Ursala Szczepinska is a detective for survivors of the Holocaust.

In her role as director of research and education at Florida Holocaust Museum (FHM), she spends a lot of time with survivors searching for answers to their unanswered questions – usually revolving around what happened to their friends and family during the Holocaust. Her work for survivor Mary Wygodski was a little different. She found her true name

Szczepinska has worked for 18 years with the FHM and has been discovering and uncovering documents for Holocaust Survivors since she started working there.

Recently, she found documents for Mary Wygodski, a Holocaust survivor who lives in St. Petersburg. Wygodski had no documentation of her given name, and Szczepinska found those papers for her (see story on front page).

On finding Wygodski’s birth papers, Szczepinska said, “I have used birth registers before, so I knew what to look for – the big question was whether this particular register survived.”

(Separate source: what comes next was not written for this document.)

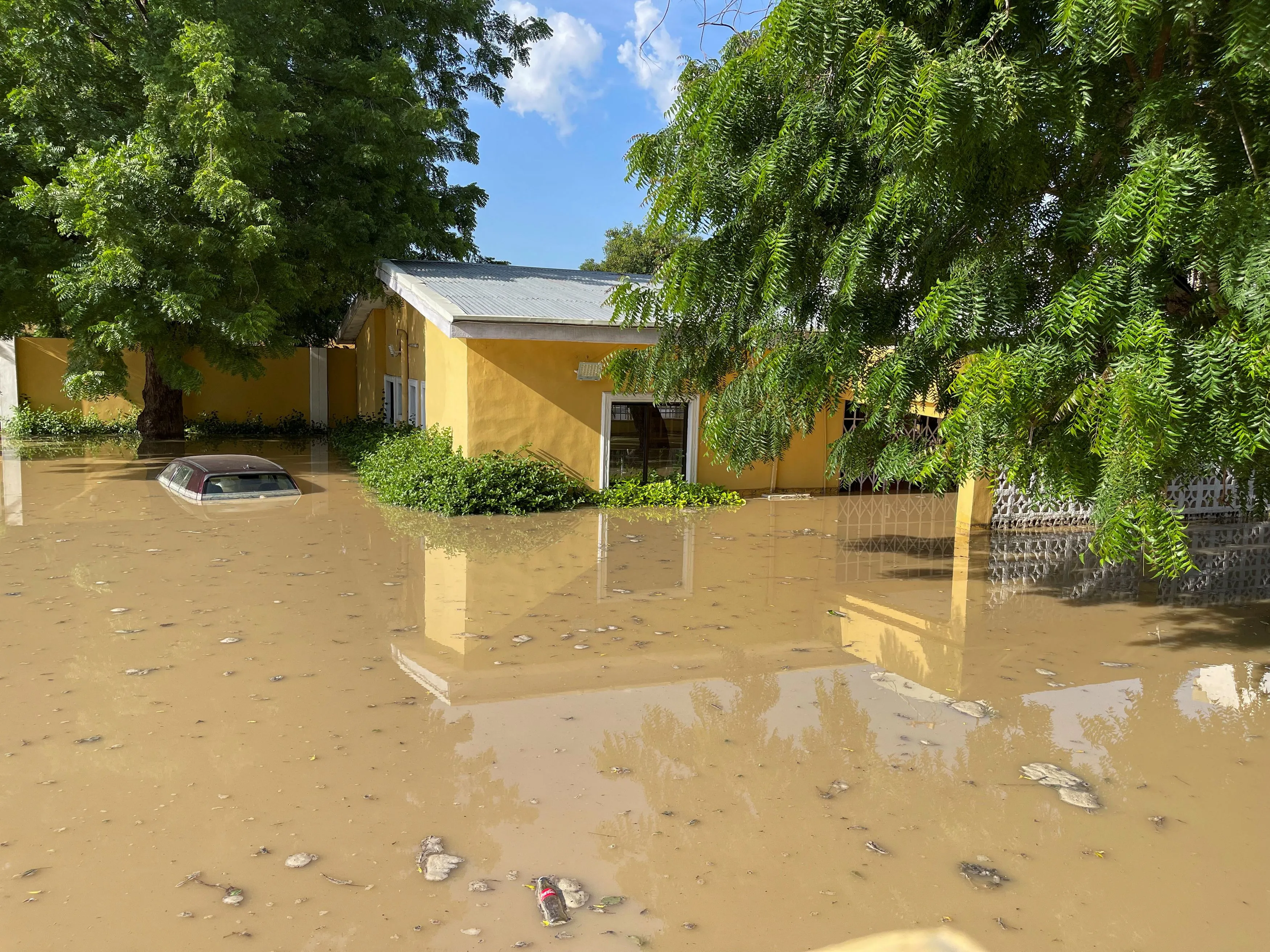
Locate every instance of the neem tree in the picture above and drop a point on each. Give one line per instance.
(224, 174)
(1049, 218)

Wygodski was born in the turbulent area of Vilnus that changed sovereignty several times, and hope that the documents still existed had been low. Szczepinska said it took her a few weeks to find the information on Wygodski’s birth name. The fact that the documents still existed surprised Szczepinska and shocked Wygodski and her family members. Szczepinska says she is working to figure out how the papers survived when so many other documents from the area have been lost.

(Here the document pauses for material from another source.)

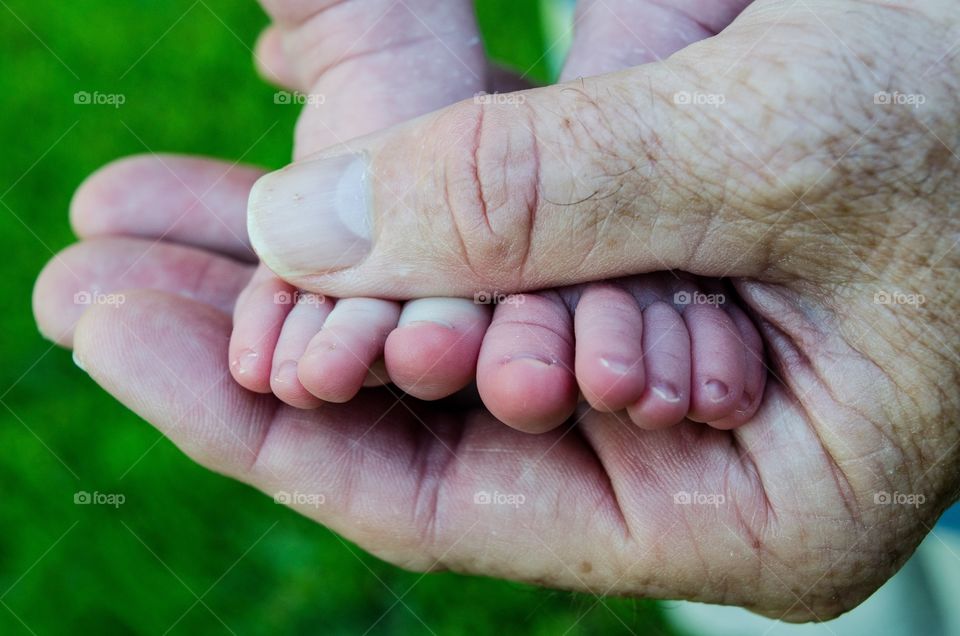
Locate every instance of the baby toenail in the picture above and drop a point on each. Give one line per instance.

Szczepinska’s search for documentation of people and communities that have been previously lost in the Holocaust is an involved process that spans many languages and databases.

“Each case is unique and requires specific steps. I search through available digitized collections that include documents from before, during, and after the Holocaust. Some of these collections are word indexed, some are not. Usually, for each case study, I review thousands of documents in different languages and look for a trace of information pertaining to the person whose experiences I’m investigating,” Szczepinska said. Szczepinska knows several languages, including Polish, which is the language she sifted through to find Mary Wygodski’s documents.

For Szczepinska, the work that she does is fulfilling and important. “A survivor’s memories are the only place people and communities that are lost [to the Holocaust] live,” she said.

Szczepinska says she is continuing research with other Holocaust survivors because, “retrieving identities of Holocaust victims is part of our museum’s mission.”